After the fourth time, I only heard the subtext: If I can’t have this home, then you must! I understood that the housing market was on fire and had low inventory, but Kelly was teetering on bullying. I knew bullying, having endured it because of my (then) large nose in high school, sentencing me to decades of hiding behind ill-advised bangs. Kelly pointed to a Victorian dollhouse in the backyard, touting its craftsmanship. She sounded ridiculous using it as a selling point.
“Thank you, but for a myriad of reasons,” I said, “not the least of which is the single bathroom, I’m passing.” I was an assertive, instinct-trusting machine, giving zero fucks about what Kelly thought. My confidence came as a surprise, and I wondered if I’ve learned my lesson.
Next, we looked at a contemporary structure designed by a celebrity architect that was nestled in a forest with a creek in the backyard. Looking out the back windows, I noticed a large tree dangling by a single root hanging over the water. I turned to the seller’s broker. “That’s a lot of erosion.”
Kelly glared at me as if my simple observation was idiotic or premature, or both.
“Oh, we can take the tree down,” the agent replied.

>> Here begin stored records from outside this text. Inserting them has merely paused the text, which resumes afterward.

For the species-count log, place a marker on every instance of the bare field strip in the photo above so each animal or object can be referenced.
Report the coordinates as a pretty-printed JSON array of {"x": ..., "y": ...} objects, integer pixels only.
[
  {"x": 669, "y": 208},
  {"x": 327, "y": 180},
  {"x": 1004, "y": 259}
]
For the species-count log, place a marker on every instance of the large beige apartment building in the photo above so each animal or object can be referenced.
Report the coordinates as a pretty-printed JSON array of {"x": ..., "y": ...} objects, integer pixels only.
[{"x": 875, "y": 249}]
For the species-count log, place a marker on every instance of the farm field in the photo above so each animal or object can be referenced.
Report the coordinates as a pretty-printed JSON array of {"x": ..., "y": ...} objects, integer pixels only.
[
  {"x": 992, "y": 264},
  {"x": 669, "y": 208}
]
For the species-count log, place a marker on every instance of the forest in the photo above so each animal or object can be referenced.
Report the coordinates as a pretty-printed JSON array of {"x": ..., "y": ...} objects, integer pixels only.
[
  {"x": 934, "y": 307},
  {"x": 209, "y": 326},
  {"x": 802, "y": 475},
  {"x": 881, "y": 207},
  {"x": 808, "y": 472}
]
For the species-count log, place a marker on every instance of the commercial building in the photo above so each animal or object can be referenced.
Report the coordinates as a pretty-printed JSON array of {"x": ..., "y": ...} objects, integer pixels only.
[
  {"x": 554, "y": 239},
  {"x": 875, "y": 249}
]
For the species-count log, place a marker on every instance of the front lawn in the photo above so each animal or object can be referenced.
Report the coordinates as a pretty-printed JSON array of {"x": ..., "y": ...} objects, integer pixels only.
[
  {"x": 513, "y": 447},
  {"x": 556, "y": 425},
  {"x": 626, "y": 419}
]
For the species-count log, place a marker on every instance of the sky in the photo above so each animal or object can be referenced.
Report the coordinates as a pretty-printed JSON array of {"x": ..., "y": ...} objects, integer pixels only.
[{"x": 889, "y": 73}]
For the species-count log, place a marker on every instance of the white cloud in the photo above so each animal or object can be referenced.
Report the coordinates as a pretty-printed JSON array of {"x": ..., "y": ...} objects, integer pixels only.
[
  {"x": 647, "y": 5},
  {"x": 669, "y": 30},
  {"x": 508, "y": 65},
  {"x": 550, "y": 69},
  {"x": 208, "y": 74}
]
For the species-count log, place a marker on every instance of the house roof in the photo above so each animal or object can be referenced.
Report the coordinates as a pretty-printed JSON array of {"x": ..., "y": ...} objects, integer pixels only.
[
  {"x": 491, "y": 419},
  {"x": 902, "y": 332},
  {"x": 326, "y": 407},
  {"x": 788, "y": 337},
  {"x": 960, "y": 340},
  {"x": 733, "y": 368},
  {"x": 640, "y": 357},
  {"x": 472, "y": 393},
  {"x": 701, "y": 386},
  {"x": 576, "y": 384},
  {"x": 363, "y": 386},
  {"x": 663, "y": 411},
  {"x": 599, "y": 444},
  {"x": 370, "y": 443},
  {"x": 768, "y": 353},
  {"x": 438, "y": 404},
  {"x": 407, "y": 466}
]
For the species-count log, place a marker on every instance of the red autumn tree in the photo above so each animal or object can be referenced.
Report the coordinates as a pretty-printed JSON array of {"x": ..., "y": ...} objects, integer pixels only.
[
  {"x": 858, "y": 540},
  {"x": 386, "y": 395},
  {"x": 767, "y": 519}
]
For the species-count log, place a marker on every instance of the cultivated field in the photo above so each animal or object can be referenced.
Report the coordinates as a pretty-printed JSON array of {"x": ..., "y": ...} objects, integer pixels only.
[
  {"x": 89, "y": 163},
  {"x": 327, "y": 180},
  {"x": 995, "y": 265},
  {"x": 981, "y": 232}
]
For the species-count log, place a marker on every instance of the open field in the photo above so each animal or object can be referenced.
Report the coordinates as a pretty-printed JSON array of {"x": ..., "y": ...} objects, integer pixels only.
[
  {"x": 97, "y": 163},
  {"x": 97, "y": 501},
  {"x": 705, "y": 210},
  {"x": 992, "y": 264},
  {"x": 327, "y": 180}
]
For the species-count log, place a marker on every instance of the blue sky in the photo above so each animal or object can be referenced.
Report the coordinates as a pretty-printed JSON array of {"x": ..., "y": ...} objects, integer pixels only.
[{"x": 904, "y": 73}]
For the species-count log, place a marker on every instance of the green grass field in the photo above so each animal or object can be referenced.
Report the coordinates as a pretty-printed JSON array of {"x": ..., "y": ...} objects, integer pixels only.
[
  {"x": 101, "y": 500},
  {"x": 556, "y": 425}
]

I sighed. “I don’t want to cut down more trees.”
“It’s okay; there are so many,” Girl Scout Kelly said. “Don’t worry. When we get close, I’ll find you a land surveyor.”
I turned and headed for the front door.
To Own or Not to Own?
After five open houses in three different towns, in two separate counties, I collapsed on my couch in my apartment, exhausted. Traveling solo around the world seemed effortless compared to this adventure. What’s with all the questions? Septic or well? Gas or propane? Fifteen- or thirty-year mortgage? I also wasn’t expecting my assertiveness to be tested while traipsing through strangers’ bedrooms in white booties and a mask.
However, the experience has allowed me to see how quiet I’d been in the past, suppressing desires while listening to others’ opinions about my needs. It seems that I’ve found my voice.
I’m not convinced that I’m homeowner material, but I do know that my search can be a blank slate where I can affirm and practice articulating my preferences. Writing this part of my story has the advantage of awareness and, fingers crossed, wisdom. Trusting in myself and the wherewithal to know when to walk away—be it a house, job, or relationship—is exquisitely empowering, scary, and fun.